モノには単に価格だけではなく、なかなか手に入らないものもある。そうした組み合わせの一つが、御所坊で毎朝でお出ししている湯豆腐。
まず“たる源”さんとはどのようなお店か、ホームページがないので「京都の町名とその老舗」というサイトの たる源をご覧ください。
今、京都を代表するグルメ作家でミステリー作家で歯科医の柏井壽 先生の処女作『泊酒喝采』で御所坊を取り上げて頂いた。ある日、本が送られてきて中を見てびっくりした。私が考えていた宿のあり方をきっちり書いていて下さっていたからだった。
ただその中で唯一間違いがあった。その事はいまだに柏井先生に話をしていない。
それは「朝食に京都、たる源の器で豆腐が出てくる・・・」と書かれていたことだった。
その時、あー私が求めていたのは『たる源』という所が作っているのだと知った。色々な食器のカタログを見ても『たる源』の器は載っていなかった。そこで住所を調べてお店をたずねて行った。
そこで見た湯豆腐桶は、京都の名旅館で見たのと同じものだった。早速、注文を入れ少しづつ送ってもらった。注文したからその場ですぐ買えるものではないのだ。

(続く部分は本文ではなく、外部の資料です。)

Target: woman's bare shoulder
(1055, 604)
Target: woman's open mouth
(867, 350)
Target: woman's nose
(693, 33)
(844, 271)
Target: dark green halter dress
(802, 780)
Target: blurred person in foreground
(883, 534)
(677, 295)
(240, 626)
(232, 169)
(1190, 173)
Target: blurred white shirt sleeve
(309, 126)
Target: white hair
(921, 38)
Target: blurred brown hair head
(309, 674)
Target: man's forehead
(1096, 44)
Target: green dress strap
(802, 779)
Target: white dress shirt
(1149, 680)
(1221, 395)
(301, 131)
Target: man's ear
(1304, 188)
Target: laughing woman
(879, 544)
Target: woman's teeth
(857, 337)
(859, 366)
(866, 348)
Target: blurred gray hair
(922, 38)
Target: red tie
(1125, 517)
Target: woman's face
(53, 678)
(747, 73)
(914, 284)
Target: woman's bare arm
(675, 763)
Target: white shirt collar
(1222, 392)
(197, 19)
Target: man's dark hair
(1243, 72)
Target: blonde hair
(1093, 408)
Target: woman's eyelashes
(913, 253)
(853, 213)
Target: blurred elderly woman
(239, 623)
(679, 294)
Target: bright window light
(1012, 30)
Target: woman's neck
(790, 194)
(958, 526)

もちろん京都だけに清水の舞台から飛び降りるつもりで購入を決めなければならない価格でもある。
九州唐津に洋々閣という名旅館がある(十二の宿の仲間の宿)その旅館の朝食をパスして豆腐屋で朝食を食べるのが通だという話を聞いた。
そこで知人の案内で昼食を食べに行った。
ほかほかのざる豆腐から始まりメインディシュは揚げたての厚揚げ・・・でも海で取れたウナギの塩焼も印象的だった。
各地でざる豆腐が売られているが、ここ川島豆腐が始めたという。御主人は職人気質を持ちながら新しい手法もこだわりなく取り入れる人だと思う。
その頃、丹波の黒豆で豆腐がつくれないかと考えていた。(今でこそ黒豆の豆腐はあちこちで作られているが当時はなかった)そこで御主人に豆腐の製作をお願いした。
丹波の黒豆は大豆よりはるかに粒が大きい。通常の豆腐をつくるミルでは粉砕が出来ない。
そして温かい豆乳を一気に冷まして、天然にがりを入れて加熱して凝固させる。
その設備が地元の豆腐屋では持っていなかったのだ。
今でも川島豆腐だからこそ黒豆のコクがあり、天然にがりで絹漉しのような舌触りの豆腐がつくれると考えている。これに唐津からの送料を加えると・・・たぶん日本一高価な豆腐となっている。
コストを下げる為に浮気をしようとした事がある。試しに取り寄せて親しい常連のお客様に出したところすぐにダメ出しが出てしまった。
たかが豆腐、されど豆腐・・・やっぱりわかる人の目はごまかさないと思った。
湯豆腐桶、使っていると黒ずんでくる。どうしようかと考えていた時に、ふと気が付いた。建物だったら洗い屋に頼む、たぶんアルカリ性の液体で“ササラ”を使って洗っていく。
食器という感覚から思いつかなかったが、一つ試しに洗い屋に出した。
それが見事! きれいなって帰って来た。
「ピカールある?」
若いスタッフに聞くと、皆きょとんとした顔をする。当然“ササラ”も知らない。
「知らないのか?」といつも言っている私はそれだけ年をとったのか・・・
「仏壇の所にあるやろ?」といって持って来さして洗い屋から帰って来た湯豆腐桶の銅板の部分を磨いた。
・・・老舗の寿司屋の白木のカウンターのようになった。新品よりも丸みが出て良い感じだ。
このような話をしなければ、単純に御所坊の朝ごはんは高い・・・安いとは言われないだろうけど、高い理由を知ってもらう事をしなければいけない。